I explained to them how we had of course met at work (not really). She was immediately taken not by my looks, but by my dazzling intellect, rapier wit, innate confidence and deep sense of life purpose (whatever). We had long conversations about books we enjoyed (except that I don’t enjoy books) and about the meaning of the universe (also not really). She liked the same video games I did (what?), the same music (not so much), all the same foods (nuh-uh), and she didn’t care that I was a sloppy dresser. (That last one is very likely true because I suspect she didn’t actually know that I existed, let alone what I wore.) Our make-belationship sadly lasted only a few months, as I soon grew very tired of her affinities for shoes and candles and also designer cheeses. Although she adored me (pffft), she would never stop talking about herself (the pompous windbag). So I unceremoniously threw her over. It was easy because (a) it was all her fault, and (b) she didn’t know, so there was no messy emotional entanglement, no big scene with her crying and swearing at me, etc. In our pretend break-up, I had to pretend-remind her that nobody even knew that we pretend-liked each other. (This is another part that is actually true—unless of course she did actually like me. But that would be her problem, not mine. Also, since she didn’t even know me, that would mean she was some kind of weirdo or something.)

I suppose it surprises no one that some guys occasionally imagine themselves in inappropriate fantasies with attractive women. Let me be perfectly clear: This is absolutely not like that and is definitively not what I’m talking about here. Our faux-riendship was pure in nature, entirely comedic, and in fact the make-believe girlfriend idea had never occurred to me about this girl or any other before that very moment in the hallway. So just let go of that notion if you have it.

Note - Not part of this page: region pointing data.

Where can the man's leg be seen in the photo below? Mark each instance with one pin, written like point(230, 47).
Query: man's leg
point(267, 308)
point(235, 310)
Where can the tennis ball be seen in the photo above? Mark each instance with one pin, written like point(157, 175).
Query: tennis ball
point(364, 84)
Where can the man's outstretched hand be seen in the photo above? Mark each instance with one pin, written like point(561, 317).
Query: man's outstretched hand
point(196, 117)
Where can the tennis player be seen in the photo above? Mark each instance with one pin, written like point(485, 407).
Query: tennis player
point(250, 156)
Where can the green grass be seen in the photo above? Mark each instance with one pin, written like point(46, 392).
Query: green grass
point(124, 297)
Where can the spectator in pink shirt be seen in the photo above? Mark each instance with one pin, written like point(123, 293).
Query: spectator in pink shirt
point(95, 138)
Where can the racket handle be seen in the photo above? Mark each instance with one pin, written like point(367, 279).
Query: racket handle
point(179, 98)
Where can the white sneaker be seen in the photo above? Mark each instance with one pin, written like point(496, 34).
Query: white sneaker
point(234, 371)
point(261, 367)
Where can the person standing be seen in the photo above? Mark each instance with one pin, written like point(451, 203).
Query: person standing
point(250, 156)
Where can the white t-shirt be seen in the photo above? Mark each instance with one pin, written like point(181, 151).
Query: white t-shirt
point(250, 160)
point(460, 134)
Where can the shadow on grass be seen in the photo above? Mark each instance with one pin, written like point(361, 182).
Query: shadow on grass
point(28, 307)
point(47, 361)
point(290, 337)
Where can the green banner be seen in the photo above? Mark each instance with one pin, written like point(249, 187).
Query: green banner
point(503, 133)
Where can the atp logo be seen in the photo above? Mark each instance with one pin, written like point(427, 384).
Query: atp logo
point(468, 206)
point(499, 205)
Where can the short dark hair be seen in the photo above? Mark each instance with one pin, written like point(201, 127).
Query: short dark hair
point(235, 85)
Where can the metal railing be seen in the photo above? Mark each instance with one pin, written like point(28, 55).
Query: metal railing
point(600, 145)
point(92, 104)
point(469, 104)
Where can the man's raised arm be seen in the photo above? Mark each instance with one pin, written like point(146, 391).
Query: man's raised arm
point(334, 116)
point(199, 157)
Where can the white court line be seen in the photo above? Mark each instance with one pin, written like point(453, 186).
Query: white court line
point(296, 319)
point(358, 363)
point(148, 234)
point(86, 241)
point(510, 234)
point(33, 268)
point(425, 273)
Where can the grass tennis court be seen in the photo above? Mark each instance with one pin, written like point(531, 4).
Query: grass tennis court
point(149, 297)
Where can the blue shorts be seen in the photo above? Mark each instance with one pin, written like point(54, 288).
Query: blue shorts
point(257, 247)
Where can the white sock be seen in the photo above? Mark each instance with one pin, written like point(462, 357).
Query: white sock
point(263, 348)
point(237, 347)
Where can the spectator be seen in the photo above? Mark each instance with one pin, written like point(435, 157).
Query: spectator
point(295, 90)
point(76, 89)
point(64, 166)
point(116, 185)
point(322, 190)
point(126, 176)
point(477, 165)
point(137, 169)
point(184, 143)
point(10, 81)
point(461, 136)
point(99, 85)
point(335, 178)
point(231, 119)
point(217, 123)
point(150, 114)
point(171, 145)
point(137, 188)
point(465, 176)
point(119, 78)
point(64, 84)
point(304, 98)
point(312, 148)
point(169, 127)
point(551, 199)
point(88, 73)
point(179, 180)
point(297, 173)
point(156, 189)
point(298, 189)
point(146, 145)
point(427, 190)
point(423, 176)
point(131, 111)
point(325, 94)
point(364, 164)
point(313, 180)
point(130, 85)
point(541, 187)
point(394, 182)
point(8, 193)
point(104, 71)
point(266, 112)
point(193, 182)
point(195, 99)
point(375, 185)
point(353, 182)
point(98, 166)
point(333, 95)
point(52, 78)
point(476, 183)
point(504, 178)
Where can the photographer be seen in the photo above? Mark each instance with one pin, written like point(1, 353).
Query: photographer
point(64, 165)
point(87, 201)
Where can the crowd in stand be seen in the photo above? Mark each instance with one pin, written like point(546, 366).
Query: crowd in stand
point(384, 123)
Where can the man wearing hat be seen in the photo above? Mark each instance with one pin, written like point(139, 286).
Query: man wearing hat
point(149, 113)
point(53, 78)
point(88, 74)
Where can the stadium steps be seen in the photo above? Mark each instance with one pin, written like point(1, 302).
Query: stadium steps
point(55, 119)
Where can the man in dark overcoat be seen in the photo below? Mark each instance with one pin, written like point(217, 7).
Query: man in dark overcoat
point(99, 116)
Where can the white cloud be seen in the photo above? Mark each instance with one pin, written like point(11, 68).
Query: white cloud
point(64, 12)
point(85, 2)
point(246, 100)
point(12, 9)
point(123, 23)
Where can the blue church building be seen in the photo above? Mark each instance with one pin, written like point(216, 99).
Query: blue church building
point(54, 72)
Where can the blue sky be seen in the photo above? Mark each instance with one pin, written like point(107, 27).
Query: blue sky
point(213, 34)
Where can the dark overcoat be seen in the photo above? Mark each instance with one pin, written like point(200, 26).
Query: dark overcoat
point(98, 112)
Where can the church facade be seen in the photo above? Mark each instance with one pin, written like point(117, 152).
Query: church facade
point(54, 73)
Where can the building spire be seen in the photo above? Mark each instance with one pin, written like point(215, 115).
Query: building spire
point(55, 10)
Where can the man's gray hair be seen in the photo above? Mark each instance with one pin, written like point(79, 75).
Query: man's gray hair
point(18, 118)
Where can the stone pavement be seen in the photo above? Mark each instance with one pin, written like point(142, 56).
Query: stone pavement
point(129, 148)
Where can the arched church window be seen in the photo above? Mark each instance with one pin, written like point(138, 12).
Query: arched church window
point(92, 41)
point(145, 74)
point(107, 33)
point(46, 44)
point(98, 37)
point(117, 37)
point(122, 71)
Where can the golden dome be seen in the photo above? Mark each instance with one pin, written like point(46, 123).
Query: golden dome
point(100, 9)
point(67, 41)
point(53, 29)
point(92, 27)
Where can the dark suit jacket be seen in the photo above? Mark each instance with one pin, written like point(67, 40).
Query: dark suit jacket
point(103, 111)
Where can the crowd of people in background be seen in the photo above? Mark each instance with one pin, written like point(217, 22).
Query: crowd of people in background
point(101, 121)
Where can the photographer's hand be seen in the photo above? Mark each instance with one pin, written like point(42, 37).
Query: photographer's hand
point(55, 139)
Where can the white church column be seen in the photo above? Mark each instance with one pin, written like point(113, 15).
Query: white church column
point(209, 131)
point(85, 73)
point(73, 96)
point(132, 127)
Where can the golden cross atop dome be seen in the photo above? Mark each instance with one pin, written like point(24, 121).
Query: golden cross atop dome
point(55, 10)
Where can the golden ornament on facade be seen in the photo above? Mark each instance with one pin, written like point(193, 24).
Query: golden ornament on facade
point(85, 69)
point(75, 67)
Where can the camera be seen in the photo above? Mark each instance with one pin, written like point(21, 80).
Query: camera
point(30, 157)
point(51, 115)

The beauty of make-believe girlfriends is that in fact the same rules can apply to anyone you choose. I’ve since had dinner with Bono (he’s funnier in real life, fatter than I expected, and his jacket smells like chamomile). Michael Jordan and I once shared a delightful car ride between Oklahoma City and Tulsa during which we discussed primarily economic policy (he’s actually even taller than you’d imagine, his jaw makes this annoying little click occasionally when he’s speaking, and he curses not so much like a sailor as like a pirate). As soon as I can, I’m planning to visit with Michelle Obama because I want both to raise her awareness of human trafficking and also to get her mother’s recipe for seven-layer dip.

Do you have any make-believe friends—girlfriend, boyfriend or otherwise? (Remember, the rules state that you can’t count them if they know.) What would you ask if you had just one question? Dr. Joyce Brothers once said talking to yourself is a sign of very high intelligence. Do you think she just said that because she did it and didn’t want people to think she was, you know, cuckoo for Cocoa Puffs?